Erroneous Horizontal Lines when Using Basemap

Hatch, Sara J wrote:

Jeff,

My plan was to use the orthographic projection to represent the Moon (hence the 1737.4 km radius) and to plot a spacecraft trajectory around it. If I had read the rsphere documentation past the first half sentence I would have noticed that it was in meters instead of kilometers, sorry about that. Once I implemented this change, the horizontal lines go away.
  
Sara: OK, great.
Regarding the origin location: I have my spacecraft trajectory calculated with the origin being coincident with the center of the Moon.

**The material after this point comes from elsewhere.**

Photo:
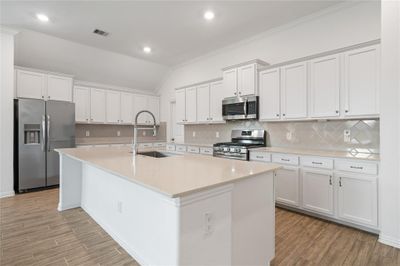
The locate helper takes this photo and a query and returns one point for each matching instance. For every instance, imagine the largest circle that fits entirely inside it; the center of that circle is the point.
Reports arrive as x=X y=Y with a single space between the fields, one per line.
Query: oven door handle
x=245 y=107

I can easily translate my coordinates to work with the origin not being the center of the projection, but would it be possible to implement some way to change where the origin is on the projection?
  
No, sorry - there's no easy way to do that.

-Jeff

···

Thanks,
Sara

-----Original Message-----
From: Jeff Whitaker [mailto:jswhit@…146…] Sent: Thursday, March 12, 2009 4:05 PM
To: Hatch, Sara J
Cc: matplotlib-users@lists.sourceforge.net
Subject: Re: [Matplotlib-users] Erroneous Horizontal Lines when Using Basemap

Hatch, Sara J wrote:
  

Matplotlib Folks,

I tried to use the orthographic projection in the basemap toolkit and I'm finding that the parallel lines are not behaving correctly, i.e., there are horizontal lines connecting the left and right side of the map boundary where a curved latitude line intersects the map boundary. I've included a sample script below and a figure illustrating the problem.

import pylab

import mpl_toolkits.basemap as basemap

ortho = basemap.Basemap(projection='ortho',lon_0=0,lat_0=50,rsphere=1737.4)

ortho.drawparallels(pylab.arange(-90,90,30))

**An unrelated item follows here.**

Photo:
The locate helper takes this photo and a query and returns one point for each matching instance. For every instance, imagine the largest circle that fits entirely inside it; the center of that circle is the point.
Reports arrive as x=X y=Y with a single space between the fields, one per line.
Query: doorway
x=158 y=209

ortho.drawmeridians(pylab.arange(0,360,30))

ortho.drawmapboundary(fill_color='w')

In addition, how do I change the x/y coordinates the center of the projection to be (0,0)? With the above code, the center of the bounding circle is at (1737.4,1737.4).

Thanks for the help,

Sara

Sara: If you take out the rsphere=1734.4 (thereby using the default value of 6370997), the jumpy lines go away. rsphere=1734.4 means assume the earth is a perfect sphere with a radius of 1734.4 meters. That's an awfully small earth - I think the jumpy lines are a result of roundoff errors in the map projection calculation for very small spheres. Still, that shouldn't happen, so I will look into it.

Regarding the x/y coordinate of the middle of the plot - Basemap assigns the lower left corner of the map projection region an x/y value of 0,0 for most map projections.